Luostarinen Teemu, Lindroos Ann-Christine, Niiya Tomohisa, Silvasti-Lundell Marja, Schramko Alexey, Hernesniemi Juha, Randell Tarja, Niemi Tomi
Division of Anesthesiology, Department of Anesthesiology, Intensive Care and Pain Medicine, University of Helsinki and Helsinki University Hospital, Helsinki, Finland.
Division of Anesthesiology, Department of Anesthesiology, Intensive Care and Pain Medicine, University of Helsinki and Helsinki University Hospital, Helsinki, Finland.
World Neurosurg. 2017 Jan;97:261-266. doi: 10.1016/j.wneu.2016.10.005. Epub 2016 Oct 12.

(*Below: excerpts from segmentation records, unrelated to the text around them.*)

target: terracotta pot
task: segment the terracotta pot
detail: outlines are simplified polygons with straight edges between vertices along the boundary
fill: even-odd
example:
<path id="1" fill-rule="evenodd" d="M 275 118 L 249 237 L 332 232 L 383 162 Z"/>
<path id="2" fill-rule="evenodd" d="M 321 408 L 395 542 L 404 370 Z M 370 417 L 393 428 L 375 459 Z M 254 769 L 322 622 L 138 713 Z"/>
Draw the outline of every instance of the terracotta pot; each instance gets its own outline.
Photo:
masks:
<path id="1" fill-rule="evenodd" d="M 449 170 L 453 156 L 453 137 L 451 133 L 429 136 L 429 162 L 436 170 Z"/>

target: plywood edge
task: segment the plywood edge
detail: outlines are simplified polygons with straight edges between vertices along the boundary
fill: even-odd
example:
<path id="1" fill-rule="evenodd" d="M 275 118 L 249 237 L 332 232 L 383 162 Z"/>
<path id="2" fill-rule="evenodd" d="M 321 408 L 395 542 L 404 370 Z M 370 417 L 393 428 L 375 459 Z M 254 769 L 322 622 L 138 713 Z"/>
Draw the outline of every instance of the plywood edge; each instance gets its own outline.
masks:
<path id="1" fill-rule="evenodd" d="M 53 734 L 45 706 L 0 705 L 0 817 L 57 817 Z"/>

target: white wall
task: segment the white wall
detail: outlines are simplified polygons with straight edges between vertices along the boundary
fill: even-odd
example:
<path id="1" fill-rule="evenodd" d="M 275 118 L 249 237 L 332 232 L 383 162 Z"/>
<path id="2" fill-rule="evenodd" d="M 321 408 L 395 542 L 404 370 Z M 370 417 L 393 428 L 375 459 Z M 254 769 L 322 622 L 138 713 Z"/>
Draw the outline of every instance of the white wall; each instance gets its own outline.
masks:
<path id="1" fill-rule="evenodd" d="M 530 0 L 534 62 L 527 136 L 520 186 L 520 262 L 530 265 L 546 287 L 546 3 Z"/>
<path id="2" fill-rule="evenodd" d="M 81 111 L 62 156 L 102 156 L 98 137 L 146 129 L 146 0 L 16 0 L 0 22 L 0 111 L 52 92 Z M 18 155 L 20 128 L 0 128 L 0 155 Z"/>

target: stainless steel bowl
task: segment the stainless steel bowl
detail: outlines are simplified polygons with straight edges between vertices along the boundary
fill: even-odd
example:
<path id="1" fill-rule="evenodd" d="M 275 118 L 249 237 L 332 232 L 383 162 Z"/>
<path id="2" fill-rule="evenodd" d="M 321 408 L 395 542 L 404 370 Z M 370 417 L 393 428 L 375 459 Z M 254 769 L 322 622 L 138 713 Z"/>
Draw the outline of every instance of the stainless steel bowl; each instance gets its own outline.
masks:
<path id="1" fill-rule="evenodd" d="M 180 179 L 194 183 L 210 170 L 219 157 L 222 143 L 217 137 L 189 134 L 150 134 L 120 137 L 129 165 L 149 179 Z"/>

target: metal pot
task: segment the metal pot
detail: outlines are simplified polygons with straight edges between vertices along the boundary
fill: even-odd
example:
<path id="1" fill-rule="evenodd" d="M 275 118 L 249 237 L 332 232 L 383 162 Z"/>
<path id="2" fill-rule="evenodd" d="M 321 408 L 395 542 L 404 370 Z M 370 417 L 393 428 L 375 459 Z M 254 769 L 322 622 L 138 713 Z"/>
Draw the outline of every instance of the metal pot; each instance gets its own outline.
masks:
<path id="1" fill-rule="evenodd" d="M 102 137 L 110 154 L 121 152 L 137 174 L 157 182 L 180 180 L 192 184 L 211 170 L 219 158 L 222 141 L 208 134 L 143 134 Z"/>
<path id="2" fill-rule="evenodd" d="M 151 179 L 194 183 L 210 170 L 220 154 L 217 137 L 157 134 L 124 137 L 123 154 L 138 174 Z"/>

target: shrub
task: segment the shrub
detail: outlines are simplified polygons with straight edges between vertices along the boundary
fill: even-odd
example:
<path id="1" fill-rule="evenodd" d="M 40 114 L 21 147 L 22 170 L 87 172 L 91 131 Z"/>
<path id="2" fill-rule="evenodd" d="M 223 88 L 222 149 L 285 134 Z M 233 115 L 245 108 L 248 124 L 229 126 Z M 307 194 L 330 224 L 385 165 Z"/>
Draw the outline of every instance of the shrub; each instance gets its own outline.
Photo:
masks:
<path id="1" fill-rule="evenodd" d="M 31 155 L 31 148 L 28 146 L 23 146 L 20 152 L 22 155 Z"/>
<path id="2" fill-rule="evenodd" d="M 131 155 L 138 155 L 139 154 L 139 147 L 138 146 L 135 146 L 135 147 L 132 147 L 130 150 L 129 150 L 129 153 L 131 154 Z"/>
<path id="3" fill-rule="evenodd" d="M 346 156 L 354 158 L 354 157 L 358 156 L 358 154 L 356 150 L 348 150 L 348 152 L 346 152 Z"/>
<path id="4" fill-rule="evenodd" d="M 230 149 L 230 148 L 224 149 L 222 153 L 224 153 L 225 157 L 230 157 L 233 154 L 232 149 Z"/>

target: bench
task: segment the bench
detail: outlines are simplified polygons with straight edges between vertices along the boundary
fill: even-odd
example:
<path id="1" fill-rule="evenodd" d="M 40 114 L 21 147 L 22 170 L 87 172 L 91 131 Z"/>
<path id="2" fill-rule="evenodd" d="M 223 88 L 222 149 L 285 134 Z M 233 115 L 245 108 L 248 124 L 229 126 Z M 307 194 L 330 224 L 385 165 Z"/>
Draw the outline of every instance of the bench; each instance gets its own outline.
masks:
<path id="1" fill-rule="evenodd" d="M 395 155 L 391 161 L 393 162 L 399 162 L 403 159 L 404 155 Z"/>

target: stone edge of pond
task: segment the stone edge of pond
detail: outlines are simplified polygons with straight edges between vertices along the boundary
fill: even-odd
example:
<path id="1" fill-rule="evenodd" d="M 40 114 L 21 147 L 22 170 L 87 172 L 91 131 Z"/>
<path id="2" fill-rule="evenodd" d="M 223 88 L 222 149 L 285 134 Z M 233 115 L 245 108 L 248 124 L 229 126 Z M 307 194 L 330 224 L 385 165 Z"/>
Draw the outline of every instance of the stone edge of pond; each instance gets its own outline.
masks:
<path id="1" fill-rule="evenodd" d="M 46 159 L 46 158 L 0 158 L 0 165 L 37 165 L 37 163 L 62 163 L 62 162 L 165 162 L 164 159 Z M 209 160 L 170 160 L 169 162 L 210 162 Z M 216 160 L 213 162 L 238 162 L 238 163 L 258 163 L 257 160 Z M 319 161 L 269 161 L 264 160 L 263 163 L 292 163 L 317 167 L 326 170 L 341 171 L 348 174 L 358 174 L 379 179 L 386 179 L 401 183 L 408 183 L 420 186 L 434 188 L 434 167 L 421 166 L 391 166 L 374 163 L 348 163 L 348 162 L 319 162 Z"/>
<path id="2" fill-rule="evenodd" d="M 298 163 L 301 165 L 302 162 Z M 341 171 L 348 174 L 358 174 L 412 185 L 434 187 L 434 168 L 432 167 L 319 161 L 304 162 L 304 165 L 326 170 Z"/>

Neurosurgery in general anesthesia exposes patients to hemodynamic alterations in both the prone and the sitting position. We aimed to evaluate the hemodynamic profile during stroke volume-directed fluid administration in patients undergoing neurosurgery either in the sitting or the prone position.
In 2 separate prospective trials, 30 patients in prone and 28 patients in sitting position were randomly assigned to receive either Ringer acetate (RAC) or hydroxyethyl starch (HES; 130 kDa/0.4) for optimization of stroke volume. After combining data from these 2 trials, 2-way analysis of variance was performed to compare patients' hemodynamic profile between the 2 positions and to evaluate differences between RAC and HES consumption.

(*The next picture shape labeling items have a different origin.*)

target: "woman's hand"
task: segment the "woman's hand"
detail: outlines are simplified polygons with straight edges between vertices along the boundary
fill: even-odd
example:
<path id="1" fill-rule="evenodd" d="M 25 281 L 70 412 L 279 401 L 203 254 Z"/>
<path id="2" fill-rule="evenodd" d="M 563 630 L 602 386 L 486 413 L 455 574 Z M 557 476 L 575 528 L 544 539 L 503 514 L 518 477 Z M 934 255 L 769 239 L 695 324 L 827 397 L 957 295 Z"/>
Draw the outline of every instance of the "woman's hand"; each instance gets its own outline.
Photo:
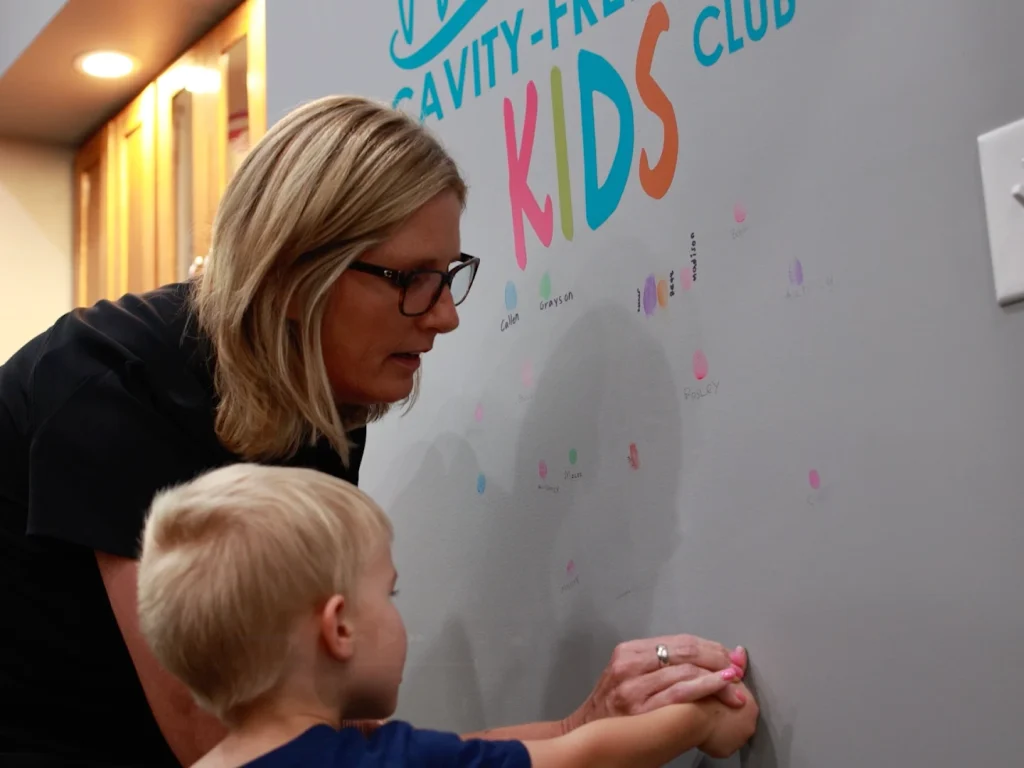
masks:
<path id="1" fill-rule="evenodd" d="M 669 663 L 657 657 L 657 646 L 669 650 Z M 672 635 L 621 643 L 601 674 L 594 690 L 574 713 L 563 721 L 565 731 L 601 718 L 639 715 L 669 703 L 688 703 L 715 695 L 722 703 L 741 708 L 749 694 L 738 685 L 722 688 L 715 673 L 736 669 L 736 679 L 746 672 L 746 651 L 729 650 L 720 643 Z"/>

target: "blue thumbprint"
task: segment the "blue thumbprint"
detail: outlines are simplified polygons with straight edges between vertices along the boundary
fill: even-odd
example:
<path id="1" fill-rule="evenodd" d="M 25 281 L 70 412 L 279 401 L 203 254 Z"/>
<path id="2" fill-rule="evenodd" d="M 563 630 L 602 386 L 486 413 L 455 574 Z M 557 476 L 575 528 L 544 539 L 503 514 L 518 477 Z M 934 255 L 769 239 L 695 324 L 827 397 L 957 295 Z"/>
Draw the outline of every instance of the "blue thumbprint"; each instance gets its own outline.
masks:
<path id="1" fill-rule="evenodd" d="M 513 311 L 519 299 L 515 293 L 515 283 L 509 281 L 505 284 L 505 308 L 510 312 Z"/>

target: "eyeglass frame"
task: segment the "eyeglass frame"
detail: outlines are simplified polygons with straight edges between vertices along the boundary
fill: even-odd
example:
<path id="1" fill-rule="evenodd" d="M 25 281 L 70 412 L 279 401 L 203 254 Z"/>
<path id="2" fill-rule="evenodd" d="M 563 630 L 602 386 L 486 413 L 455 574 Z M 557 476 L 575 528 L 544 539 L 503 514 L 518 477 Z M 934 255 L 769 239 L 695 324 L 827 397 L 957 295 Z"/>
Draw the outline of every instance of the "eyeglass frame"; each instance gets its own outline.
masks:
<path id="1" fill-rule="evenodd" d="M 353 261 L 348 265 L 348 268 L 388 281 L 391 285 L 401 291 L 401 294 L 398 297 L 398 311 L 406 317 L 420 317 L 434 308 L 434 305 L 437 304 L 437 300 L 440 299 L 441 294 L 444 293 L 445 288 L 447 288 L 449 291 L 452 290 L 452 281 L 455 280 L 455 275 L 463 269 L 475 266 L 469 279 L 469 287 L 466 289 L 466 296 L 463 296 L 462 299 L 455 302 L 455 305 L 459 306 L 469 296 L 469 292 L 473 288 L 473 283 L 476 281 L 476 270 L 480 267 L 480 257 L 470 256 L 468 253 L 460 253 L 457 261 L 459 261 L 459 266 L 454 269 L 391 269 L 390 267 L 378 266 L 377 264 L 368 264 L 365 261 Z M 441 275 L 440 286 L 438 287 L 433 298 L 430 300 L 430 303 L 427 304 L 426 309 L 422 312 L 407 312 L 406 290 L 409 288 L 409 285 L 416 280 L 417 275 L 420 274 Z"/>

To achieve comparable hemodynamics during surgery, a higher mean cumulative dose of RAC than HES was needed (679 mL ± 390 vs. 455 mL ± 253; P < 0.05). When fluid consumption was adjusted with weight, statistical difference was lost. Fluid administration did not differ between the prone and sitting position. Mean arterial pressure was lower and cardiac index and stroke volume index were higher over time in patients in the sitting position.
The sitting position does not require excess fluid treatment compared with the prone position. HES is slightly more effective than RAC in achieving comparable hemodynamics, but the difference might be explained by patient weight. With goal-directed fluid administration and moderate use of vasoactive drugs, it is possible to achieve stable hemodynamics in both positions.
全身麻醉下的神经外科手术会使患者在俯卧位和坐位时出现血流动力学改变。我们旨在评估在坐位或俯卧位接受神经外科手术的患者中,进行每搏量导向液体输注时的血流动力学特征。
在两项独立的前瞻性试验中,30例俯卧位患者和28例坐位患者被随机分配接受醋酸林格液(RAC)或羟乙基淀粉(HES;130 kDa/0.4)以优化每搏量。合并这两项试验的数据后,进行双向方差分析以比较两个体位患者的血流动力学特征,并评估RAC和HES用量的差异。
为在手术期间实现可比的血流动力学,所需RAC的平均累积剂量高于HES(679 mL±390 vs. 455 mL±253;P<0.05)。当根据体重调整液体用量时,统计学差异消失。俯卧位和坐位之间的液体输注无差异。坐位患者的平均动脉压随时间降低,心脏指数和每搏量指数随时间升高。
与俯卧位相比,坐位不需要额外的液体治疗。在实现可比的血流动力学方面,HES比RAC稍有效,但这种差异可能由患者体重来解释。通过目标导向的液体输注和适度使用血管活性药物,在两个体位都有可能实现稳定的血流动力学。